OLTP systems typically are expected to have high concurrency. Schedulers (CPU's) need to be available for worker threads. The default query cost threshold of 5 is admittedly very low. But the goal in OLTP is to keep query cost as low as possible. Lower than 5 will be a good challenge in complex systems.
When a query cost is higher than threshold, I am not totally sure if giving it DOP of all sockets would be a good idea. Sure enough, queries higher than threshold will start using parallelism, but at the cost of worker threads for other concurrent requests.
This was a long way to say that the real goal should be to reduce query cost.
Costly queries when call parallelism, the optimizer decides to split the data into equal sets of whatever MaxDOP is configured.
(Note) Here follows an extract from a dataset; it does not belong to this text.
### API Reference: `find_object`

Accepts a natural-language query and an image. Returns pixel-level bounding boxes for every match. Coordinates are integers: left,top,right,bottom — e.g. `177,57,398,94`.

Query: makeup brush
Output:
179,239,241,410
This decision is based on estimate and is never 100% accurate. So, these smaller datasets are usually not equal. Each runs on its own worker thread. And each worker thread handling a smaller portion of data does not necessarily run faster. In fact, optimizer spent precious time deciding and splitting data. Then it executed that same plan MaxDOP times to pull that data. You just hope that you had good covering indexes (INCLUDE clause) to avoid Key Lookup's.
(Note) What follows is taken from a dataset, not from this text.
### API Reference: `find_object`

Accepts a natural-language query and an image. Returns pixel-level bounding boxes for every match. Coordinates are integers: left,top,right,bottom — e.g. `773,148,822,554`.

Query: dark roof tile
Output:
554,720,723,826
After all the data is collected by MaxDOP number of threads, these smaller datasets have to be put back together. That is another resource consuming process. Moreover, since not all threads retrieved the same row counts, usually some threads complete sooner than others. The completed threads then wait for all the threads to complete before the data can be merged into one dataset.
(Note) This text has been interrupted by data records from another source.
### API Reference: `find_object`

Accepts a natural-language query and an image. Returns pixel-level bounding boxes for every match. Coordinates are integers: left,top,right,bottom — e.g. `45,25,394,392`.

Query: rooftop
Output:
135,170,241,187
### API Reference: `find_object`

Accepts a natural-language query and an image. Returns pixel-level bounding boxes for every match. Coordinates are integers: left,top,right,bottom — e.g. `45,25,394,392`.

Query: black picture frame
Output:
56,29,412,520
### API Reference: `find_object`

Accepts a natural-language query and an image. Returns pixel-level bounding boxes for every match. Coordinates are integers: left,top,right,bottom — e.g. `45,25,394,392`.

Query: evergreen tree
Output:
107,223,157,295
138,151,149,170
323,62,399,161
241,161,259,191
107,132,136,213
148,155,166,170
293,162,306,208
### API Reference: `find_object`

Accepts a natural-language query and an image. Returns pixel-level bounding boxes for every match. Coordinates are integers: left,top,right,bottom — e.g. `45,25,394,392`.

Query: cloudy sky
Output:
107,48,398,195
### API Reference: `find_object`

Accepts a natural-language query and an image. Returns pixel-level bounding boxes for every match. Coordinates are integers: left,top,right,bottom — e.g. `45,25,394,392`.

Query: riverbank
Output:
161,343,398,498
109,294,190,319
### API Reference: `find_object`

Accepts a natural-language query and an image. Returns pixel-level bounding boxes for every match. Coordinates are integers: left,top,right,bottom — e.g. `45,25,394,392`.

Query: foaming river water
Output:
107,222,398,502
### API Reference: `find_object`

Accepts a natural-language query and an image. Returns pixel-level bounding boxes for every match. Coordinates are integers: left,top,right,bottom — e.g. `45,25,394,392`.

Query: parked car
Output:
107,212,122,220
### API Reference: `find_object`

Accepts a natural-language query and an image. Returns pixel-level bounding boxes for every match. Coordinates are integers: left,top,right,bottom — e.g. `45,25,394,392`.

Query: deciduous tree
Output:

That is where you see CXPACKETS type of waits.
So why does SQL Server then even have parallelism?
The best consumers for parallelism are data warehouses. In OLAP systems, data is bulk loaded from other systems into fact tables or if you are using Inmon approach, other semi-normalized systems. In either case, the data is coming in and needs to be populated in the data warehouse tables.
In this case, parallelism comes in handy. It splits the bulk data in MaxDOP threads and populates the destination tables in parallel.